Ma è evidente che il governatore non si fida più del coordinatore regionale. Cosentino appare ormai isolato. Anche i suoi fedelissimi si sono rintanati, nessuno gli ha pubblicamente manifestato solidarietà. Al contrario, cresce il fronte di chi chiede al coordinatore regionale un passo indietro. Oltre al finiano Italo Bocchino, oltre al sottosegretario Pasquale Viespoli che sollecita «un gesto di disponibilità all’oligarchia che ha in mano il partito», è Mara Carfagna ad affondare i colpi più duri. «Cosentino - ha detto il ministro a Il Mattino - deve fare un passo indietro. La sua testardaggine nel voler restare è incomprensibile». Un attacco forte, diretto, portato da chi si definisce «molto distante dalle posizioni dei finiani» ma si riconosce «pienamente in Berlusconi», un attacco che nel partito viene letto come un siluro nel pieno petto del coordinatore. Cosentino non sembra voglia mollare e le voci che stesse per dimettersi sono state smentite. Di certo non avverte intorno a sé la quasi totale solidarietà che aveva avuto otto mesi quando fu chiesto il suo arresto. Anzi, sotto traccia si avvertono i movimenti per una sua successione.
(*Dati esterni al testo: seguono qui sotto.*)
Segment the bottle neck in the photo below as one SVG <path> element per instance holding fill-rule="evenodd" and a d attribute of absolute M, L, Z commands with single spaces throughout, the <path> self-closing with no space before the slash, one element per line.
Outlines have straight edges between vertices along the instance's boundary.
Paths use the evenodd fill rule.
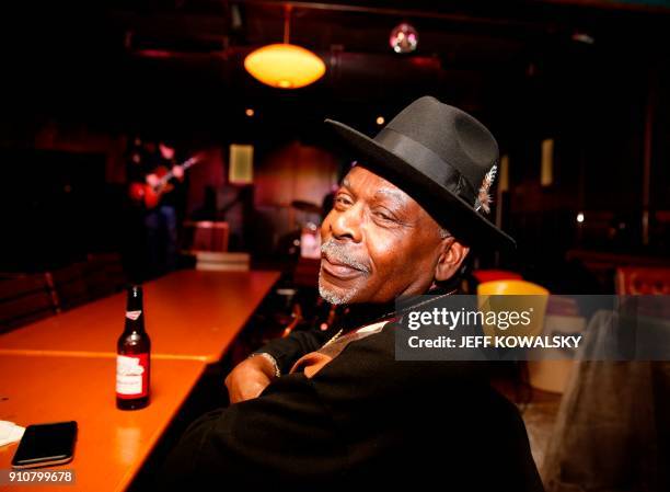
<path fill-rule="evenodd" d="M 128 290 L 125 331 L 145 331 L 145 307 L 141 287 L 136 286 Z"/>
Un’improbabile strada della continuità potrebbe portare al senatore Pasquale Giuliano, casertano come Cosentino. Ma è più probabile che si opti per la discontinuità. Se di mediazione, la scelta potrebbe cadere sul deputato Paolo Russo. Se invece la discontinuità sarà più nel segno della rottura non è esclusa una soluzione che porti proprio a Mara Carfagna, il ministro che fu tra i più decisi sostenitori della candidatura di Caldoro. Una quarta ipotesi tirerebbe in ballo Marco Milanese. Irpino di Cervinara, deputato, Milanese è il braccio destro del ministro dell’Economia Giulio Tremonti. Si tratta di discorsi forse prematuri e di scelte non facili. Magari è il caso di affidarsi al polpo Paul. - p.mai.